The reduction of soot emissions, one of the main pollutants together with nitrogen oxides in the aviation sector, has been targeted as a priority in the decarbonisation process traced by the European Union for the coming years. ESTiMatE is a project under the Clean Sky program funded by the European Commission and composed of seven leading European institutions in experimental and numerical combustion research. ESTiMatE is focused on the characterisation of soot in relevant conditions and the development of modelling tools able to accurately predict this pollutant in the frame of High-Performance Computing (HPC).
Currently crossing the equator of its lifetime, the consortium is about to start the central tasks of the project, consisting of the numerical simulation of flames to assess the capabilities of the models to predict soot formation. Experimental campaigns carried out by the Karlsruher Institut für Technologie (KIT) and the Technische Universität Berlin (TUB) in laminar and turbulent flames respectively have provided a rich database which will be exploited when comparing to the numerical investigations. Moreover, the laminar flames measured by KIT have been already used by the Universität Stuttgart (IVLR) in collaboration with the Technische Universität Darmstadt (TUD) to develop a new and accurate chemical mechanism with special attention to the reliable prediction of soot precursors, the polycyclic aromatic hydrocarbons (PAHs).

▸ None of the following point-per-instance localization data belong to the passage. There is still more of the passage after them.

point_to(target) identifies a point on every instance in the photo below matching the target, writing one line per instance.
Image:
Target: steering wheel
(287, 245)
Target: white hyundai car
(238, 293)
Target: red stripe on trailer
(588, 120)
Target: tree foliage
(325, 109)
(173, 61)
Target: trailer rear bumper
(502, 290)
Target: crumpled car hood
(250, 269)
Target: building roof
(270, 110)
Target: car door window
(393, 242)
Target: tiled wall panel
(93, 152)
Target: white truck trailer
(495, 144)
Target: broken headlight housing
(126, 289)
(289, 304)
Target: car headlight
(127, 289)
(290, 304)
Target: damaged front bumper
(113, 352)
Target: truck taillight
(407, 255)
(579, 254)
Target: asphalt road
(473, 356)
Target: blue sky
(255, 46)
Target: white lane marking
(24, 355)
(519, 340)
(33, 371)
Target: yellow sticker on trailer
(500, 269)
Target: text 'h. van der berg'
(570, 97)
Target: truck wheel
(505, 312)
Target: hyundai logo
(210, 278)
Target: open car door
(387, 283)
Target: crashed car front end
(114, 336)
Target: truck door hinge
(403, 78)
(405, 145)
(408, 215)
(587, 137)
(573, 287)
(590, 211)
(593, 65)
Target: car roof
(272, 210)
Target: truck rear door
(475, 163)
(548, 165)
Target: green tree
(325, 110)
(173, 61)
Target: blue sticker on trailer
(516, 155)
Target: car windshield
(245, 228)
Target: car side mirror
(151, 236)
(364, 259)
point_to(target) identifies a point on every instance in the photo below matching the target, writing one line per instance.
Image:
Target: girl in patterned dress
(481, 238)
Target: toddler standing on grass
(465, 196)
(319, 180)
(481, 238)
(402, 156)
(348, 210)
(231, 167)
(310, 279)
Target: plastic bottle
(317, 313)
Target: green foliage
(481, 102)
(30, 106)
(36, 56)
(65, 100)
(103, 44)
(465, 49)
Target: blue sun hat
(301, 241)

In the coming months, the potential of the soot models developed by TUD in the Computational Fluid Dynamics (CFD) code OpenFOAM and the Barcelona Supercomputing Center (BSC) and the Technische Univeristeit Eindhoven (TUE) in the CFD code Alya will be tested. In this validation the Universitat Politècnica de València (UPV) will also participate.
Predicting soot is a quite complicated task since both chemical and physical processes intervene introducing a high computational load due to the large number of PAHs and the inherent complexity of accurately modelling not only soot inception, but also condensation and coagulation processes. Depending on the transported quantities the method of moments, used by TUD, or the sectional method, explored by TUE and BSC, have been derived.
To carry out the validation campaign, different configurations with increasing level of complexity will be simulated. First, efforts will be focused on the CFD calculation of a turbulent diffusion flame on a counter flow rig and a swirling configuration as representative cases of low TRL (Technology Readiness Level) test rigs. Then, the simulation of a single sector rig will be targeted and, finally, a real configuration, as it is a full annular configuration of the combustion chamber of an areoengine, will be simulated. The experimental information for these two last cases will be provided by Rolls Royce. Moreover, to ensure an efficient implementation of the models and algorithms an analysis of their performance will be carried out to prevent low performance in large-scale simulations.
The CFD simulations are expected to cover a wide range of TRL levels to demonstrate the accuracy and robustness of the advanced soot models developed in the project. To this aim, the availability of detailed experimental and an accurate chemical mechanism together with the application of such soot models will pave the way to better understand the complex phenomenon of soot formation and will provide the necessary tools for future improvement in the search of cleaner combustion technologies for aeroengines.